The sitemap is at the core of Cocoon. It's here that the web site developer configures the different Cocoon components, and defines the client–server interactions in what Cocoon refers to as the Pipelines.
The components within Cocoon are grouped by function.
Matchers are used to match user requests such as URLs or cookies against wildcard or regular expression patterns. Each user request is tested against matchers in the sitemap until a match is made. It is within a matcher that the response to a particular request is specified.
Generators create a stream of data for further processing. This stream can be generated from an existing XML document or there are generators that can create XML from scratch to represent something on the server, such as a directory structure or image data.

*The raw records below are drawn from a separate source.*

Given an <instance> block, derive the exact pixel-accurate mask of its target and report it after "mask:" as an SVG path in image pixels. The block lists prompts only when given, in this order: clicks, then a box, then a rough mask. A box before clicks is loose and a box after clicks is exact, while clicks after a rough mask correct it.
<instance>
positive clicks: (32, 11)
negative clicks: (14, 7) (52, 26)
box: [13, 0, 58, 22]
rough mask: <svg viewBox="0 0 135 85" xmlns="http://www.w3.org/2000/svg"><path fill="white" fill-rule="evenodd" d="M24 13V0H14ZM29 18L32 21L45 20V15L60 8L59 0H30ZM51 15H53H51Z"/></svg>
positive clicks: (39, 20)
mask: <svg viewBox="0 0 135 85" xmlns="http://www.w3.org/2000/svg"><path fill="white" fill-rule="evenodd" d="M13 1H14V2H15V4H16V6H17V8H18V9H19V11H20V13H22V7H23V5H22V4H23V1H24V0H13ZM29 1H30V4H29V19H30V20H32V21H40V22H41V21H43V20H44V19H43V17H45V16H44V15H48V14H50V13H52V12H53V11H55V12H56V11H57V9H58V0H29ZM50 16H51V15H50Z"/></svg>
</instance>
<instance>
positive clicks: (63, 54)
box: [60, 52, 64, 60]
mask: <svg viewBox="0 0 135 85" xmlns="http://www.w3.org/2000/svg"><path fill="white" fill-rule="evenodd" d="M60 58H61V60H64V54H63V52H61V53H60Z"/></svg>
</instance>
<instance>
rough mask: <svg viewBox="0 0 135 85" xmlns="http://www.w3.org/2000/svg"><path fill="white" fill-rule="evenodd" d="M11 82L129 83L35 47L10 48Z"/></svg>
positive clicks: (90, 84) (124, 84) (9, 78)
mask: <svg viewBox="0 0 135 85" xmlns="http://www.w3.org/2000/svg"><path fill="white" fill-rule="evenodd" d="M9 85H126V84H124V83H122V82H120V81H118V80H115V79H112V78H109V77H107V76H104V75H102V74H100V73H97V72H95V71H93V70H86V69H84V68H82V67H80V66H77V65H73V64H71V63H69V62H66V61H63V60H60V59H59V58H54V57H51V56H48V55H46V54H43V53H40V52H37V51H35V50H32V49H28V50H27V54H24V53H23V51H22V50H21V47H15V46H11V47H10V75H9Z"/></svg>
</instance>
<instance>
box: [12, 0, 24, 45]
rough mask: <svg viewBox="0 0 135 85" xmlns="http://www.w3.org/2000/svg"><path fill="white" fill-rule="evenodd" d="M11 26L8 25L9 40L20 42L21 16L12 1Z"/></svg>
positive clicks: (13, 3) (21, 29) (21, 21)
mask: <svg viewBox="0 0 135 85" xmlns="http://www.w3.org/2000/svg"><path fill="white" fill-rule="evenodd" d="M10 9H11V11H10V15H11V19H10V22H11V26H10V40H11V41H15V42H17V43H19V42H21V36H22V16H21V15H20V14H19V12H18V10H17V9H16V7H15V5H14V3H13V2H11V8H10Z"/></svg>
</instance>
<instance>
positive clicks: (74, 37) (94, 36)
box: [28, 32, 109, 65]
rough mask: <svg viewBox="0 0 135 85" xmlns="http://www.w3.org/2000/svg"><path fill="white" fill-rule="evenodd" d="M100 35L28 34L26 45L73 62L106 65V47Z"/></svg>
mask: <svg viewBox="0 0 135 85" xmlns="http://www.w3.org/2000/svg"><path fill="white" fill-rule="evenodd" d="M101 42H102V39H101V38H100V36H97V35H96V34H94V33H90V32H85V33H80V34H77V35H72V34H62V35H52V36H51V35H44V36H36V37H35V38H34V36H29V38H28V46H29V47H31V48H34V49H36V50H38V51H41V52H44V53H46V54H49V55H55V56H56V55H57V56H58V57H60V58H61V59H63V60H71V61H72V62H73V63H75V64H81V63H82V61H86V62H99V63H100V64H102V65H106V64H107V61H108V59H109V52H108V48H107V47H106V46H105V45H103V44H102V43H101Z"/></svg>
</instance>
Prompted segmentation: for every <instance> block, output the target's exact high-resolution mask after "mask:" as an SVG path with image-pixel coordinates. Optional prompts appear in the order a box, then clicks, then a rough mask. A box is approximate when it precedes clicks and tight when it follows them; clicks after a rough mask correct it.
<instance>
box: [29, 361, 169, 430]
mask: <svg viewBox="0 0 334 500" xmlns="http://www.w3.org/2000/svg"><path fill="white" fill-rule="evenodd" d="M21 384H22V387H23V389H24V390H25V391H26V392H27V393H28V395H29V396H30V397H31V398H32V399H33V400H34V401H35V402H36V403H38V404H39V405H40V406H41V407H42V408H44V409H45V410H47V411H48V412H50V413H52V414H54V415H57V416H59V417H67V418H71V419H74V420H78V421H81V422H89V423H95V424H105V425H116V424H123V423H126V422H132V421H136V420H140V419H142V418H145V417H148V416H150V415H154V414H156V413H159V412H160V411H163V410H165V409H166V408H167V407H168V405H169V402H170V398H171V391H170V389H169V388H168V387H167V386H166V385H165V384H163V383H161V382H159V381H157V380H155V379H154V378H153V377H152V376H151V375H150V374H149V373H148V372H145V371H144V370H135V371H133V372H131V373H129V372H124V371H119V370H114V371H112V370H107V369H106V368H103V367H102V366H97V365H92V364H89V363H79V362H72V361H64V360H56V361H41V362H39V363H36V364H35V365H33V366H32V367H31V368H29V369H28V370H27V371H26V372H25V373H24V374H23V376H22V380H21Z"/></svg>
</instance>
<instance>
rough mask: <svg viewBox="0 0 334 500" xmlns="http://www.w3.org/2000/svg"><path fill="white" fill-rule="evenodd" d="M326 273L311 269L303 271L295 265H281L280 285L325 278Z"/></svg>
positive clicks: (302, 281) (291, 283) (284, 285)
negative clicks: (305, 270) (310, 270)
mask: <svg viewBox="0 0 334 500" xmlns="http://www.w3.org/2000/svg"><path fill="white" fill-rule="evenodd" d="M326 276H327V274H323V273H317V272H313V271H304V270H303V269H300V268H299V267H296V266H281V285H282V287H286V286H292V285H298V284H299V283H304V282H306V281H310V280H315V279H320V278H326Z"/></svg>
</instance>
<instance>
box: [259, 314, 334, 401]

One type of generator is an XML Server Page (XSP), an XML document containing tag-based directives that specify how to generate dynamic content at request time. Upon Cocoon processing, these directives are replaced by generated content so that the resulting, augmented XML document can be subject to further processing (typically an XSLT transformation). XSPs are transformed into Cocoon producers, typically as Java classes, though any scripting language for which a Java-based processor exists could also be used.
Directives can be either built-in ("XSP") or user-defined processing tags, both of which are defined in logicsheets. Tags are defined using XSLT templates that describe how the tags (represented as XML nodes) are transformed into other XML nodes or into procedural code such as Java. The tags are used to embed procedural logic, substitute expressions, retrieve information from the web server environment, and other operations.
Note that XSP is deprecated in recent releases of Cocoon.
Transformers take a stream of data and change it in some way. The most common transformations are performed with XSLT to change one xml format into another. But there are also transformers that take other forms of data (SQL commands for example).
A serializer turns an XML event stream into a sequence of bytes (such as HTML) that can be returned to the client. There are serializers that allow you to send the data in many different formats including HTML, XHTML, PDF, RTF, SVG, WML and plain text, for example.
Selectors offer the same capabilities as a switch statement. They are able to select particular elements of a request and choose the correct pipeline part to use.
Views are mainly used for testing. A view is an exit point in a pipeline. You can put out the XML-Stream which is produced till this point. So you can see if the application is working right.
Publish content without parsing it (no XML processing). Used for images and such.
Actions are Java classes that execute some business logic or manage new content production.
A pipeline is used to specify how the different Cocoon components interact with a given request to produce a response. A typical pipeline consists of a generator, followed by zero or more transformers, and finally a serializer.